Unfortunately for plaintiff, this did not help his cause because the Appellate Division held that plaintiff's checks cleared on January 2nd, several days before plaintiff returned to the home and found the property damage. Therefore, the "closing" was complete on January 2nd.

In reaching this conclusion, the Appellate Division rejected plaintiff's testimony that the title company only confirmed that his check had cleared on January 6th, and that he could not, therefore, get the keys to the home until January 7th, the same day he discovered the property damage. This version of events was corroborated by plaintiff's counsel, who also testified that he did not learn that the check had cleared until January 6th, when he spoke with someone from the title company.

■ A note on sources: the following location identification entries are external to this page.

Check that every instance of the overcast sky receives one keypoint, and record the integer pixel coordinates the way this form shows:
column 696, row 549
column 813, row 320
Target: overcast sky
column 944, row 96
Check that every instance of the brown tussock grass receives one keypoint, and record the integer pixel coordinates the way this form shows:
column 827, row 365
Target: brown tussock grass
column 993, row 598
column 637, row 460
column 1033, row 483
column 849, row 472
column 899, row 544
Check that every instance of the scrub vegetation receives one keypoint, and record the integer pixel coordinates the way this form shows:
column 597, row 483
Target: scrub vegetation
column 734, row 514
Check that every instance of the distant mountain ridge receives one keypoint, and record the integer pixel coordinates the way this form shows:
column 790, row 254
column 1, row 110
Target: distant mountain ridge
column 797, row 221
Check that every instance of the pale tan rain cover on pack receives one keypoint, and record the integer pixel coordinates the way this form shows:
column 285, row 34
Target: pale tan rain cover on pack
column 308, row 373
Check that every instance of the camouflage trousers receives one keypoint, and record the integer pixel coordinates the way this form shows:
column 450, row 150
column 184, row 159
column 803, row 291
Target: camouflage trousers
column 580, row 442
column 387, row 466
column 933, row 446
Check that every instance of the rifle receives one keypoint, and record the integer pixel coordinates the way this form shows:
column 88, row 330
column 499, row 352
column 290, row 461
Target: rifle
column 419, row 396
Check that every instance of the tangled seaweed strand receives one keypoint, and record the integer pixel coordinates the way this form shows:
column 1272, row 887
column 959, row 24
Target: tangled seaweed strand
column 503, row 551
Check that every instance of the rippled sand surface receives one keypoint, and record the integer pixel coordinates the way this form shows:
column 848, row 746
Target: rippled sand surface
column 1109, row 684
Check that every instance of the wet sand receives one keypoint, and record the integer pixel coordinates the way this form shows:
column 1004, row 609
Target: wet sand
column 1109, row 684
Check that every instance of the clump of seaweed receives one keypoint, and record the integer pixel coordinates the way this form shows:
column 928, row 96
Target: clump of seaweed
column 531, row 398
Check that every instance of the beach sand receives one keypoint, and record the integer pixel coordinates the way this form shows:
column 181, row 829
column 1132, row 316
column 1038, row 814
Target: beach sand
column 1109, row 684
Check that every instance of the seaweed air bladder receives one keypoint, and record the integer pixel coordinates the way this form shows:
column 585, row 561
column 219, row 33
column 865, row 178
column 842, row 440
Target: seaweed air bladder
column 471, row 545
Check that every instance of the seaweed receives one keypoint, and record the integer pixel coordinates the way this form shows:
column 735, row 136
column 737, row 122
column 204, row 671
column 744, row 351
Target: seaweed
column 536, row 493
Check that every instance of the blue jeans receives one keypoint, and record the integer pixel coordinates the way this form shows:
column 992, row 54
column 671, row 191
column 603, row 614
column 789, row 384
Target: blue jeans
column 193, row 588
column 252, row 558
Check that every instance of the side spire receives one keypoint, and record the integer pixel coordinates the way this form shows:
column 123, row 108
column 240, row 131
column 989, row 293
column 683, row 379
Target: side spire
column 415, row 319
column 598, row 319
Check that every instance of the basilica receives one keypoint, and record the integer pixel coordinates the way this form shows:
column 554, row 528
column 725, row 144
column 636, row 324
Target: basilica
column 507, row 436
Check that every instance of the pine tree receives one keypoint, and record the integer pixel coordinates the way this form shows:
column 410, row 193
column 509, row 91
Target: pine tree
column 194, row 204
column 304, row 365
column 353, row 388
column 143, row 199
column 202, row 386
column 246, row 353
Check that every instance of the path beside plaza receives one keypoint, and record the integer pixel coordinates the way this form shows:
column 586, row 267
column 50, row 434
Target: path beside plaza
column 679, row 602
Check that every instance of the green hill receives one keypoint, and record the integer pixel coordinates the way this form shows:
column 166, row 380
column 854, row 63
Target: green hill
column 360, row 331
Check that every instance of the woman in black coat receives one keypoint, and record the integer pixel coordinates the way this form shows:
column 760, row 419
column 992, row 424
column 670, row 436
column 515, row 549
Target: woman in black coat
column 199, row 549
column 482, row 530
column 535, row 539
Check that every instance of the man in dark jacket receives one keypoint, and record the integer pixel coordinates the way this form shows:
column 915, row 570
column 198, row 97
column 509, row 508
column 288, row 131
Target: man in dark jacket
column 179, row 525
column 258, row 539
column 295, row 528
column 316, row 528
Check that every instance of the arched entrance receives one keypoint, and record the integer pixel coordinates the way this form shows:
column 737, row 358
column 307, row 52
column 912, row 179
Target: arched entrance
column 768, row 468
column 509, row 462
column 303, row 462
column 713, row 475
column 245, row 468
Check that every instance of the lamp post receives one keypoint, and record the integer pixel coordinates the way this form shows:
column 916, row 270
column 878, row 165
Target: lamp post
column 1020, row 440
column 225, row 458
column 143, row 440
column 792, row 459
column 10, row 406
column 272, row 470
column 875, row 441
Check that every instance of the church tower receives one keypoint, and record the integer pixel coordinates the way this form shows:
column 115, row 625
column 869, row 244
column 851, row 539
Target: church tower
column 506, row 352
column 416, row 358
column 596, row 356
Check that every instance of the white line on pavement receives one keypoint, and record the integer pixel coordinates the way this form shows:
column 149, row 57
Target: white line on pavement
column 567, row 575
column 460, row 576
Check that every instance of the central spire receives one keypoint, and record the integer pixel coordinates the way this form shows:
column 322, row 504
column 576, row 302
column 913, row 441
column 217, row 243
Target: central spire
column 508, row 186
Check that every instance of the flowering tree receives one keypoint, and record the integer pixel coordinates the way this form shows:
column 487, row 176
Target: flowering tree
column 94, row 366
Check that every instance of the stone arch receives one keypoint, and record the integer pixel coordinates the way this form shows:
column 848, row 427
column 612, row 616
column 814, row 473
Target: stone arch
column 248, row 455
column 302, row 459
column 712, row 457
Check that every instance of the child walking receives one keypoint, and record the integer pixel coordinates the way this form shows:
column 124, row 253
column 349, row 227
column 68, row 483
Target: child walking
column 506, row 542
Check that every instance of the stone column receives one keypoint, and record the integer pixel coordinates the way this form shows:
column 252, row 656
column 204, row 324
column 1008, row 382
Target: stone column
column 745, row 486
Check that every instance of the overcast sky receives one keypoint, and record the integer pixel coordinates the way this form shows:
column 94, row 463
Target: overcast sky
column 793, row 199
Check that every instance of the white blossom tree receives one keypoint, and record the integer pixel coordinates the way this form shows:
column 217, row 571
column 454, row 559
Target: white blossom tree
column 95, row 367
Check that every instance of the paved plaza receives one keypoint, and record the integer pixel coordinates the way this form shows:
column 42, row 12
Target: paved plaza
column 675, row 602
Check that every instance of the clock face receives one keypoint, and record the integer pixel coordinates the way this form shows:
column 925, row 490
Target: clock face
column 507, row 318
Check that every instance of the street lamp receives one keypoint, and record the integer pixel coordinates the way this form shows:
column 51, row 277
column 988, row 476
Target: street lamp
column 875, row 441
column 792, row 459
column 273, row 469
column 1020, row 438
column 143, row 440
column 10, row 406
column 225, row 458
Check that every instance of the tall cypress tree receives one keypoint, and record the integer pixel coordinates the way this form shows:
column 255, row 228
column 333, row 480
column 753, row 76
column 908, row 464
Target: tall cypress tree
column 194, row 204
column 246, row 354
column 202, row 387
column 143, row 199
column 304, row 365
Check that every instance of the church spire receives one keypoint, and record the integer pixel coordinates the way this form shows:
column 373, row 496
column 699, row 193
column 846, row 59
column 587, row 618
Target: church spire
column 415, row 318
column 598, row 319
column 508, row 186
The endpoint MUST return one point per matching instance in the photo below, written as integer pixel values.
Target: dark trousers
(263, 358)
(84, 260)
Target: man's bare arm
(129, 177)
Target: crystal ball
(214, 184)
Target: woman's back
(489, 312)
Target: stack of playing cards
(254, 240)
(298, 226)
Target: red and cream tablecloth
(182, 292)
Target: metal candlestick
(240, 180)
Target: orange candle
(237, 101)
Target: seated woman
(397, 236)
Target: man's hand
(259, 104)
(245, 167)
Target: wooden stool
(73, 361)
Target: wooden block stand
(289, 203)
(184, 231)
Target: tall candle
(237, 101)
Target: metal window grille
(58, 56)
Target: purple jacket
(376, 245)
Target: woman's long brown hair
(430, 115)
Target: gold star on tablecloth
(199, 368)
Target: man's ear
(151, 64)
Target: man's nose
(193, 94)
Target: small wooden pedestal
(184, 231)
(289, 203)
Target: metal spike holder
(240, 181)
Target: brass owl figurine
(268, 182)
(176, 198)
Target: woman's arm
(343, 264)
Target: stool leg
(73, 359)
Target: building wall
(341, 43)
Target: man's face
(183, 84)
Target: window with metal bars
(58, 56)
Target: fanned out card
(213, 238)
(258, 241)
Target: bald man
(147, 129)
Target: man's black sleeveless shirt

But the real estate agent, who was acting as a dual agent on the deal, testified that she texted plaintiff on January 2nd and January 4th, asking him if he wanted her to pick up the keys, thus suggesting that the check had cleared on January 2nd. The texts were included in the record before the trial court. In addition, the title company paid the agent her commission on January 2nd, which it could not have done before the check cleared.

Finally, after plaintiff returned to the home on January 7th and discovered the property damage, he contacted the real estate agent to find out if the sellers had turned off the furnace. She confirmed that they had not, and then texted plaintiff: "I would be very angry with my attorney if I were you because he's lying to you if he told you we only closed today. Everything was closed and finalized last Thursday [January 2, 2014]. You should have had the keys and been checking on that house. I would have been doing it for you if I picked them up Thursday." All of this evidence confirmed that the checks had cleared on January 2nd, which was the date the "closing" was complete.

Thus, even though the Appellate Division held that the closing occurred on January 2nd, when the checks cleared and title transferred to the buyer, instead of New Year’s Eve, as the trial court had held, it was not enough to save the buyer’s claims against the sellers for the property damage that he discovered on January 7th.